The double-edged sword of social media
If you’re reading this, chances are high you’ve clicked over from Instagram. I use that social platform all the time. I’m also a social media manager in my day job. Despite – or maybe because of – the fact that I do these things, I no longer have any personal social accounts. I very rarely use my Sara Thomas Facebook account. I haven’t tweeted in almost a year. My Instagram is a public page where I focus on making connections with people I don’t know in real life (although I’ve met several people I would like to!). Honestly, I feel like I don’t know how to use a personal page anymore.
In the Pedigree series, I write about social media, Instagram in particular, fairly frequently. Early in the series, Poppy is an Instagram influencer with somewhere between 60-80K followers. She doesn’t use the account for income, aside from freebies. The account mostly serves to make her family roll their eyes (in the best case scenario) and to deeply hurt their feelings at worst.
As Poppy is a T.S. Eliot superfan, I refer back to The Cocktail Party at times throughout the series. In Where We Start From, she discusses these lines with her son: “We die to each other daily. What we know of other people is only our memory of the moments during which we knew them.
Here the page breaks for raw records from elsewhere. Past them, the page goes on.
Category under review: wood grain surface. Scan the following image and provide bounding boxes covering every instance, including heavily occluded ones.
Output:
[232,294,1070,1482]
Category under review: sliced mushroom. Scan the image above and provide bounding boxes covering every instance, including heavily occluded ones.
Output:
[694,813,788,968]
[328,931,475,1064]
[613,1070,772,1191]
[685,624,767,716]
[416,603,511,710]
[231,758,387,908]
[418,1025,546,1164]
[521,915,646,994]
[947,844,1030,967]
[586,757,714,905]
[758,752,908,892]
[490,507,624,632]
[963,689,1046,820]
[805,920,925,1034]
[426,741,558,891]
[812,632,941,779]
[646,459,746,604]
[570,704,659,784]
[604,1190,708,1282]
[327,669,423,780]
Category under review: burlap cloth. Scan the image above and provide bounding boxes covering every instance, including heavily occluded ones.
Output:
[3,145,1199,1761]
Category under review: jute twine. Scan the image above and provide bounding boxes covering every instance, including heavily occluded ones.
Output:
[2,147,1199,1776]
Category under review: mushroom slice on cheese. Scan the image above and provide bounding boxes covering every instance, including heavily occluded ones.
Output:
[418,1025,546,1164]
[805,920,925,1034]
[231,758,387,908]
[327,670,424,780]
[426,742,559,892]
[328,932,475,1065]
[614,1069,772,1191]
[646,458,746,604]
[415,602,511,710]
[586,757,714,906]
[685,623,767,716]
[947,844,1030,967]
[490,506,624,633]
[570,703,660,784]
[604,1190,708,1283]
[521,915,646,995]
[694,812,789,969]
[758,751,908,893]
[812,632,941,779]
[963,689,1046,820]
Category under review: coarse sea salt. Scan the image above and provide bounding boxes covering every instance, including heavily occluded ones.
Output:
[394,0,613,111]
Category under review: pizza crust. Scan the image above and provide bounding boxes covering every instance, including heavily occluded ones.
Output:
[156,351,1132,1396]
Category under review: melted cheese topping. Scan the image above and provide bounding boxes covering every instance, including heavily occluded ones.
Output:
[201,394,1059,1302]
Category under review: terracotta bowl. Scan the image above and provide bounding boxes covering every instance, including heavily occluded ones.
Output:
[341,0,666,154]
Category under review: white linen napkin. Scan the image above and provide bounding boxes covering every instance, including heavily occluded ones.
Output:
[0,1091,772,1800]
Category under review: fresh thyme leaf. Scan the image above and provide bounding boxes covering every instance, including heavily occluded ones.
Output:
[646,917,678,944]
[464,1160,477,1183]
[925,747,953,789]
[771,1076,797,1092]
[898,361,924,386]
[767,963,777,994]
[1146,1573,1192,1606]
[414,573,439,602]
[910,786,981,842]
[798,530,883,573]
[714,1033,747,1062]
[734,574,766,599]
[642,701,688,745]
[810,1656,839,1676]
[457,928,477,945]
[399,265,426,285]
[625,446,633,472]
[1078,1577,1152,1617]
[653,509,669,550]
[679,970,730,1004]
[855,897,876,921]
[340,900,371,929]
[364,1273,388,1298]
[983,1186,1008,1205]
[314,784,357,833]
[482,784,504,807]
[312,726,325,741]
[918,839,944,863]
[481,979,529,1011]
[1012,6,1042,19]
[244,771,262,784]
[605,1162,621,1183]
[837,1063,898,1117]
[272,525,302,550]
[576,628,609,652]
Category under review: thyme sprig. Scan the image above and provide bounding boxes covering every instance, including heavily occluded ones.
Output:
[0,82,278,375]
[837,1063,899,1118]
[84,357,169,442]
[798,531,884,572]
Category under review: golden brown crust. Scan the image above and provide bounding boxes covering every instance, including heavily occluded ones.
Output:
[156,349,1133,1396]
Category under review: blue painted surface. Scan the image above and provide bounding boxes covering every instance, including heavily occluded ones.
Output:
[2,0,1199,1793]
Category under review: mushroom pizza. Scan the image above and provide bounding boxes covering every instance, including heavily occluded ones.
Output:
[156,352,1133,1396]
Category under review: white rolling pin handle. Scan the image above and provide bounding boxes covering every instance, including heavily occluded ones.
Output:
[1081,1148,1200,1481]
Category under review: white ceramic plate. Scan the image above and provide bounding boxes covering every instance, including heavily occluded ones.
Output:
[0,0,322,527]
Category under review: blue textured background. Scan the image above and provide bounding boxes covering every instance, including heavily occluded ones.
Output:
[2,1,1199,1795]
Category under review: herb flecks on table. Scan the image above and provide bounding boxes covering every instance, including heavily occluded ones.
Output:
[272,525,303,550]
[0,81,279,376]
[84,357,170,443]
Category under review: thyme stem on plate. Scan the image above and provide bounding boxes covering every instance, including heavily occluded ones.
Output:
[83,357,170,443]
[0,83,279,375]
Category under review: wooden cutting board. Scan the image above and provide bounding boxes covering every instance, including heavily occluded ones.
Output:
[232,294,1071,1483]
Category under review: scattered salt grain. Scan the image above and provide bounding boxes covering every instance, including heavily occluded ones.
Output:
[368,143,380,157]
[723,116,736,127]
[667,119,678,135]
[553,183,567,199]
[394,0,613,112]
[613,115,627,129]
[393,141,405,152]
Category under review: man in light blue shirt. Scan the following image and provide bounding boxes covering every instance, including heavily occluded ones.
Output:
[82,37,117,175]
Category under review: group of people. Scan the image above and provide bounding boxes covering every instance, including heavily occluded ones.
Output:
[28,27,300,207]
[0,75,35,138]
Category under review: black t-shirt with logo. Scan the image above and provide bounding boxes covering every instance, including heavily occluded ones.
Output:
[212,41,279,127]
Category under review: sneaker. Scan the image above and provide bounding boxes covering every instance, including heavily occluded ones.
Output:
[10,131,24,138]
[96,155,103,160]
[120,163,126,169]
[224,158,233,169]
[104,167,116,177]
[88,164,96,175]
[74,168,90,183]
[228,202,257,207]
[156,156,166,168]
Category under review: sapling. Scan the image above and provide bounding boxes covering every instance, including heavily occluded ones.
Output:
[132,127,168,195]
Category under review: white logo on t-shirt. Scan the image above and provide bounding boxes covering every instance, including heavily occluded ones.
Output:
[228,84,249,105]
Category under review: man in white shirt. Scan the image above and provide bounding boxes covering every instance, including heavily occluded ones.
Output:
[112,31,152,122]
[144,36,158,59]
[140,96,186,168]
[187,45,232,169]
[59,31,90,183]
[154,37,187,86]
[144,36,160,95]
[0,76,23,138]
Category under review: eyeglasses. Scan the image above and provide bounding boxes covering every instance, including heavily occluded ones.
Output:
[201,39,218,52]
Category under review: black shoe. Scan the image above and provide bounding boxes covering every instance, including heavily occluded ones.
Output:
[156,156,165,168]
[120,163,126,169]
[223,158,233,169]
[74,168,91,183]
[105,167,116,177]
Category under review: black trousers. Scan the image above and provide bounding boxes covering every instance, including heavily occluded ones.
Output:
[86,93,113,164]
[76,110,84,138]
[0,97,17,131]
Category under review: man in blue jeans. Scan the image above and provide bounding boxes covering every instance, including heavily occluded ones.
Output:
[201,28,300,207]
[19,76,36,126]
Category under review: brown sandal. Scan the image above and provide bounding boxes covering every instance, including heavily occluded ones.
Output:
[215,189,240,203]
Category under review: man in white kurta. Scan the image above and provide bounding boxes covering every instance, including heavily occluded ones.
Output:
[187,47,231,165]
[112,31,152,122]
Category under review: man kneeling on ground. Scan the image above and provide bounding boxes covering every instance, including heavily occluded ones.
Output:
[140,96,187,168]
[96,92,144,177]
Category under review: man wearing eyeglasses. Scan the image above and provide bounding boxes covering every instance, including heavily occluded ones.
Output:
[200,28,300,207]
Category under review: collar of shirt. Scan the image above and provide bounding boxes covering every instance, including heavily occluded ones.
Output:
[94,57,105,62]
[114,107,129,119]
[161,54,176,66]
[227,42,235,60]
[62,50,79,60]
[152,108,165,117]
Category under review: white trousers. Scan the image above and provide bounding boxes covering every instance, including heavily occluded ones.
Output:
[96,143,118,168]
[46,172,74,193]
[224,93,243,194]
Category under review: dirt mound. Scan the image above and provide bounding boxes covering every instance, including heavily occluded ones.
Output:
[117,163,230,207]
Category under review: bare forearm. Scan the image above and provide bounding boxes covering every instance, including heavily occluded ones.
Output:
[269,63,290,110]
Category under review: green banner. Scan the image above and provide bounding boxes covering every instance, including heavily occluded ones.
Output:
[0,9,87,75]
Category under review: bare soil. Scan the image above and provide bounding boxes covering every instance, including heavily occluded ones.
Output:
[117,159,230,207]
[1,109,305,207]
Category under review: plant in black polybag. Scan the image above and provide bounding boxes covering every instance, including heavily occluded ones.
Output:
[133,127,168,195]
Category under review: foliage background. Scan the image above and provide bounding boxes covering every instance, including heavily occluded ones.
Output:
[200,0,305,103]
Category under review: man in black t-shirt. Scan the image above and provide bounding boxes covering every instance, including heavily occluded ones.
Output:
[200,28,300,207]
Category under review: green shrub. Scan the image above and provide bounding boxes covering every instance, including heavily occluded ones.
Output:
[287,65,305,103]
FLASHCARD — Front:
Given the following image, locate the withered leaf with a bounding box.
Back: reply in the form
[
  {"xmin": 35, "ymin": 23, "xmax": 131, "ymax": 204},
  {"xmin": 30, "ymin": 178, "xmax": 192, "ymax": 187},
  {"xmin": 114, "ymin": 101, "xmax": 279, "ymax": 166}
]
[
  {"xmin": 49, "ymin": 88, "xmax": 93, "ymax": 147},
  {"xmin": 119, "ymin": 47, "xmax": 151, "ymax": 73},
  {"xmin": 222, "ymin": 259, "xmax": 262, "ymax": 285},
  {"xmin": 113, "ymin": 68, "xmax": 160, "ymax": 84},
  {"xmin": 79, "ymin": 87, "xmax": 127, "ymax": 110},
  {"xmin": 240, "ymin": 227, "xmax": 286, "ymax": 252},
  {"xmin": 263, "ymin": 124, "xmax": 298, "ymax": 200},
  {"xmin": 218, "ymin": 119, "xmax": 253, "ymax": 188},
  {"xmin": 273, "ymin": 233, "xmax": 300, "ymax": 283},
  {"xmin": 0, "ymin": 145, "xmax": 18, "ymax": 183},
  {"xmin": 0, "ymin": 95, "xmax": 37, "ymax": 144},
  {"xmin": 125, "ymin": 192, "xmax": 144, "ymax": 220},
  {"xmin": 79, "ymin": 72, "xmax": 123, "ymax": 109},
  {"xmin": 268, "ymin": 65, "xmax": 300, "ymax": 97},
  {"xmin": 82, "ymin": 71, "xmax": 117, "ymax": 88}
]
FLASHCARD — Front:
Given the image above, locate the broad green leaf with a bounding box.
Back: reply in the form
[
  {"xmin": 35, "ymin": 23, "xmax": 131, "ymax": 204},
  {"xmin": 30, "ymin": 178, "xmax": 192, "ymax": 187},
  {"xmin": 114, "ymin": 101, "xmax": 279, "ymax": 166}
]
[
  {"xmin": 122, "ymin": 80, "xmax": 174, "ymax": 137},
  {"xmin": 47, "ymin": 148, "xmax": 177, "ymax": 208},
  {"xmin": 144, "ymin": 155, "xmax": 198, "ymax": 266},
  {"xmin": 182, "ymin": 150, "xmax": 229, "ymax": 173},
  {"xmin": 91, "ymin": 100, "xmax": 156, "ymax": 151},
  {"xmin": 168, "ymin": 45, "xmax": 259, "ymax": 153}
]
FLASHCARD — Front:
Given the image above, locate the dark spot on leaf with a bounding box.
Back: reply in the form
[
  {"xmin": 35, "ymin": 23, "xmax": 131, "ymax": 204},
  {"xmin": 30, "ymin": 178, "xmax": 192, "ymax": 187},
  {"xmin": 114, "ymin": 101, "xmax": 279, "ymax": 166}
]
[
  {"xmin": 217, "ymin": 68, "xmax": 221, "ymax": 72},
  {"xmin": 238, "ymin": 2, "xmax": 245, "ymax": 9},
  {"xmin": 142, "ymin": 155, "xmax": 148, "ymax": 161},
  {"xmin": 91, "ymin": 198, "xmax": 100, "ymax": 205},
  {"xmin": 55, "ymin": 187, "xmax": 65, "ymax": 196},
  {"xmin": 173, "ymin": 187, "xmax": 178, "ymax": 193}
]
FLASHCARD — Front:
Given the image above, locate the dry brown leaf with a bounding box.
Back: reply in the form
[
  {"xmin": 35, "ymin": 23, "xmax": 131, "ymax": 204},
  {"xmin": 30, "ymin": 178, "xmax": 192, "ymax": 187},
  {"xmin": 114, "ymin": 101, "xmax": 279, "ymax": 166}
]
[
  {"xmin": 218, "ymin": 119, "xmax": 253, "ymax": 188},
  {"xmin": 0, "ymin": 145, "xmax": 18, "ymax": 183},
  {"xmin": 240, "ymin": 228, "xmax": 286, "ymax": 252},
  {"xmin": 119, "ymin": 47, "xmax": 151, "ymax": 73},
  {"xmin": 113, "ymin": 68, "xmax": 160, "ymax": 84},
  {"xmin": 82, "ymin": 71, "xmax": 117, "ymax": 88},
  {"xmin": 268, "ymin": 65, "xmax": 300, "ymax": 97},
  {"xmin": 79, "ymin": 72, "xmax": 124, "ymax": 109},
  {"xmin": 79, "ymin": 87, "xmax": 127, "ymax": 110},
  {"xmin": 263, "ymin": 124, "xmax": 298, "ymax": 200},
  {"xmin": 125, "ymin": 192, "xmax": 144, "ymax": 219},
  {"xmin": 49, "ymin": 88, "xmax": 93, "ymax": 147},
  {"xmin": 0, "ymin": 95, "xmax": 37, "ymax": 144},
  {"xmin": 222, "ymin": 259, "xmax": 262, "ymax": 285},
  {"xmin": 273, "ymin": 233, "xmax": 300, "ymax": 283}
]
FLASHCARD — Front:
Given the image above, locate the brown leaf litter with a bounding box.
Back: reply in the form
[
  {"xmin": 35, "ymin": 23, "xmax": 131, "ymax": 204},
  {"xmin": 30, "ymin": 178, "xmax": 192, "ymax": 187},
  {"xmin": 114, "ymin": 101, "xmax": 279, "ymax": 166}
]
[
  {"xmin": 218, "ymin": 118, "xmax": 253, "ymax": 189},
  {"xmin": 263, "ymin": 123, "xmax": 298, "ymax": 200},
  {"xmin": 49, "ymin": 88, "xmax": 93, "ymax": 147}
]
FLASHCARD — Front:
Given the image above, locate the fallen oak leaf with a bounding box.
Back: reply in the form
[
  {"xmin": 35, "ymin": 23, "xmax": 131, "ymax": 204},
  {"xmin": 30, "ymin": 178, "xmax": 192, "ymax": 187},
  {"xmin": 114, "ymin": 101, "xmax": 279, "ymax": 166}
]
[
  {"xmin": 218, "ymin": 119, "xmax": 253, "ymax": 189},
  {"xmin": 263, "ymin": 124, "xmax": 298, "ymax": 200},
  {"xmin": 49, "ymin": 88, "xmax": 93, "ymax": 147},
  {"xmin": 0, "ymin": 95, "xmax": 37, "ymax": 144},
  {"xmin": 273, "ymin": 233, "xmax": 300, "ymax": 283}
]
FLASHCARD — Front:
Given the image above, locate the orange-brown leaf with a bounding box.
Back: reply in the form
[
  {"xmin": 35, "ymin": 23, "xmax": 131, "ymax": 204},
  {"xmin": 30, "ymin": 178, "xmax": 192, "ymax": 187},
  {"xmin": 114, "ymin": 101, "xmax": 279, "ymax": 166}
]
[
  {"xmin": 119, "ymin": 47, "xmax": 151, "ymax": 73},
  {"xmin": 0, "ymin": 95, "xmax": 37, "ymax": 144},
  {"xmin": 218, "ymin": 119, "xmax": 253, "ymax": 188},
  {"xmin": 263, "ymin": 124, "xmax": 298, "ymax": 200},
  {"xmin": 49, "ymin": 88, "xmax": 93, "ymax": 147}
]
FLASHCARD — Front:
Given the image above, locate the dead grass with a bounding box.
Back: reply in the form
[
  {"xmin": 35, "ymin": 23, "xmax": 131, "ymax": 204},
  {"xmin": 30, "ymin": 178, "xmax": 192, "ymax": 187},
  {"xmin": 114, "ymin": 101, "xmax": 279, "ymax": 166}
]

And they have changed since then. To pretend that they and we are the same is a useful and convenient social convention which must sometimes be broken. We must also remember that at every meeting we are meeting a stranger.”
There’s also a lot of talk of filtering – not just using VSCO to make yourself look good, but filtering your life the way you want others to see you. Poppy uses her Instagram account to make her life look perfect. Yes, she’s well off and privileged in a lot of ways, but she’s deeply unhappy. Her husband is rather out of control. Her children actively dislike her. So, she posts airy pictures of the foursome, the kids dressed like her, herself and Stephen out on the town.
Of course, one doesn’t have to be on social media to filter themselves. I’m pretty sure T.S. Eliot had never heard of social media, and said cocktail party was not a Facebook Live event. Stephen’s actions in the series are arguably worse, and they made him just as miserable as Poppy was despite her thousands of fans. He presented the version of himself in person that he thought everyone wanted, and this ends up leading to his untimely and tragic demise.
I think in this day and age, the type of falsifying that Poppy does is more common than outright lying about who you are. In 2021, if you lie about your background or location or name or whatever, the mean Internet will find you out and expose you so quickly. But the ‘behind closed doors’ type of filtering? I think that’s something we see all the time without realizing it. I follow dozens of accounts like Poppy’s fictional one (nb – she is not based on any real Instagrammer). My Instagram feed is the most beautiful and elegant place I’ve ever seen, and life is not like that. I’m not sure this type of filtering is even necessarily lying. I think the way a person wants to be perceived can be an enormous insight into what they’re actually like.
So, yes, Instagram is for sure a highlight reel. Is Instagram (or social media in general) terrible and fake? I don’t think so. Clearly, I’m on it. I mentioned previously about how I overdress for everything. That’s just the surface of often feeling awkward and out of place. There just aren’t a lot of people locally who share my interests. Oft times, the other playground moms are a little standoffish toward Fair Isle Lady. Honestly, it can be very lonely. I left a very large and tight-knit social network (the in-person kind) when I moved here, and it’s difficult/impossible to replicate that when moving as an adult.
Instagram and the website have been a lot of fun for me to connect with people who have similar interests. I’ve found endless inspiration for the house, supported a lot of small businesses, and have struck up some online friendships that are meaningful to me and not fake at all. At least, I don’t think they are. It’s hard to imagine catfishing someone to talk about sweaters and wallpaper, but who knows?
I think social media does have a lot of value when used correctly as a tool for making connections or sharing something you’re passionate about. I’m grateful to be finding an audience for my work. I think one just has to keep in mind that it’s not anyone’s complete reality, no matter how much it seems to be.